In [1]:
%matplotlib inline
import tensorflow as tf
import numpy as np
import pandas as pd
import matplotlib.pyplot as plt
plt.rcParams['font.size'] = 14
tf.enable_eager_execution()
tf.__version__, tf.keras.__version__
Out[1]:
In [2]:
import xarray
from datadrivenpdes.core import grids
from datadrivenpdes.core import integrate
from datadrivenpdes.core import models
from datadrivenpdes.core import tensor_ops
from datadrivenpdes.advection import equations as advection_equations
In [3]:
# we mostly run simulation on coarse grid
# the fine grid is only for obtaining training data and generate the reference "truth"
grid_length = 256
fine_grid_resolution = 256
coarse_grid_resolution = 32
assert fine_grid_resolution % coarse_grid_resolution == 0
In [4]:
# 1d domain, so only 1 point along y dimension
fine_grid = grids.Grid(
size_x=fine_grid_resolution, size_y=1,
step=grid_length/fine_grid_resolution
)
coarse_grid = grids.Grid(
size_x=coarse_grid_resolution, size_y=1,
step=grid_length/coarse_grid_resolution
)
x_fine, _ = fine_grid.get_mesh()
x_coarse, _ = coarse_grid.get_mesh()
x_fine.shape, x_coarse.shape
Out[4]:
In [0]:
def make_square(x, height=1.0, center=0.25, width=0.1):
"""
Args:
x: Numpy array. Shape should be (nx, 1) or (nx,)

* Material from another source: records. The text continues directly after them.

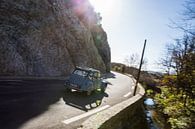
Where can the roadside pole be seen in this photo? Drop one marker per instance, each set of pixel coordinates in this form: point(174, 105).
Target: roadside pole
point(140, 66)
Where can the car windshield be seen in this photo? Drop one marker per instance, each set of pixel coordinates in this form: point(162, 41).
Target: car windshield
point(81, 72)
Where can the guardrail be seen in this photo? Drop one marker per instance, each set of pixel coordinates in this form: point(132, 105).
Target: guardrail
point(122, 115)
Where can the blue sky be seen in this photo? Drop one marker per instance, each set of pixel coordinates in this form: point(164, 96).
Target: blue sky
point(129, 22)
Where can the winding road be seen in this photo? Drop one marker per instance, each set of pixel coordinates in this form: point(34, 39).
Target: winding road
point(38, 104)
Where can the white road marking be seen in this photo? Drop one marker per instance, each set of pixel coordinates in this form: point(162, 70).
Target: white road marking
point(68, 121)
point(126, 95)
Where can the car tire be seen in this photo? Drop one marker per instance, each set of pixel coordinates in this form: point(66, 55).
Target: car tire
point(68, 90)
point(88, 93)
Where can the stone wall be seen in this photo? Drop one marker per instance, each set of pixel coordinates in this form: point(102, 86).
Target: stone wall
point(125, 115)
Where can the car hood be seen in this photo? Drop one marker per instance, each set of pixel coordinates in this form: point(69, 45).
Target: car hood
point(77, 79)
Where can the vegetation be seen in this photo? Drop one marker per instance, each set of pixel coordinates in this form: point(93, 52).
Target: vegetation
point(177, 98)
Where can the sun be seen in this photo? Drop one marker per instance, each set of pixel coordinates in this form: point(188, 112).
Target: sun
point(105, 7)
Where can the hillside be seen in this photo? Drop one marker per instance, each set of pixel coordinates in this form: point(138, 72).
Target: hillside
point(50, 38)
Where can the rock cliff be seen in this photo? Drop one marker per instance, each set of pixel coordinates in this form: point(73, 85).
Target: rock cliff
point(50, 38)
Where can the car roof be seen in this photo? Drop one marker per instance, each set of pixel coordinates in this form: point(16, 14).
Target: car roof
point(87, 69)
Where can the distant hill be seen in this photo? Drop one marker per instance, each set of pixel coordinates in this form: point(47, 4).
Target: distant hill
point(148, 78)
point(50, 38)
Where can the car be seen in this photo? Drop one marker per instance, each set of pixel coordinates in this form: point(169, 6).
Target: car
point(85, 80)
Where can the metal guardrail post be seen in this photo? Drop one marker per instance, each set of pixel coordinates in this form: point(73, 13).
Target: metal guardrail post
point(140, 66)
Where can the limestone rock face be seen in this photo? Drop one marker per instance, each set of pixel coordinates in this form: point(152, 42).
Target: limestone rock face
point(50, 38)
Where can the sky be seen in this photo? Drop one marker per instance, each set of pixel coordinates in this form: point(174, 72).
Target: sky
point(129, 22)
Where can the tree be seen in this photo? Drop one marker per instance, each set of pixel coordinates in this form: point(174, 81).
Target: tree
point(134, 60)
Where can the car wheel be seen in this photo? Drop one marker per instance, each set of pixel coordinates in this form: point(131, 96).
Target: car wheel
point(68, 90)
point(88, 93)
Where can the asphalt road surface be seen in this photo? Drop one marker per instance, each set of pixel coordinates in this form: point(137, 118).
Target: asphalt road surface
point(44, 104)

height: float, peak concentration
center: float, relative center position in 0~1
width: float, relative width in 0~0.5
Returns:
Numpy array, same shape as `x`
"""
nx = x.shape[0]
c = np.zeros_like(x)
c[int((center-width)*nx):int((center+width)*nx)] = height
return c
In [0]:
fig, axes = plt.subplots(1, 2, figsize=[8, 3])
axes[0].plot(x_fine, make_square(x_fine), marker='.')
axes[1].plot(x_coarse, make_square(x_coarse), marker='.')
for ax in axes:
ax.set_ylim(-0.1, 1.1)
In [0]:
def make_multi_square(x, height_list, width_list):
c_list = []
for height in height_list:
for width in width_list:
c_temp = make_square(x, height=height, width=width)
c_list.append(c_temp)
return np.array(c_list)
height_list = np.arange(0.1, 1.1, 0.1)
width_list = np.arange(1/16, 1/4, 1/16) # width is chosen so that coarse-graining of square wave is symmetric
c_init = make_multi_square(
x_coarse,
height_list = height_list,
width_list = width_list
)
c_init.shape # (sample, x, y)
Out[0]:
In [0]:
fig, axes = plt.subplots(1, 5, figsize=[16, 3])
for i, ax in enumerate(axes):
ax.plot(x_coarse, c_init[4*i+2, :, 0], marker='.')
ax.set_ylim(-0.1, 1.1)
In [0]:
# for simplicity, use uniform constant velocity field for all samples
initial_state = {
'concentration': c_init.astype(np.float32), # tensorflow code expects float32
'x_velocity': np.ones(c_init.shape, np.float32) * 1.0,
'y_velocity': np.zeros(c_init.shape, np.float32)
}
for k, v in initial_state.items():
print(k, v.shape) # (sample, x, y)
In [0]:
# first-order finite difference model, very diffusive
model_1st = models.FiniteDifferenceModel(
advection_equations.UpwindAdvection(cfl_safety_factor=0.5),
coarse_grid
)
# second-order scheme with monotonic flux limiter
model_2nd = models.FiniteDifferenceModel(
advection_equations.VanLeerAdvection(cfl_safety_factor=0.5),
coarse_grid
)
In [0]:
time_steps = np.arange(0, 128+1)
In [0]:
%time integrated_1st = integrate.integrate_steps(model_1st, initial_state, time_steps)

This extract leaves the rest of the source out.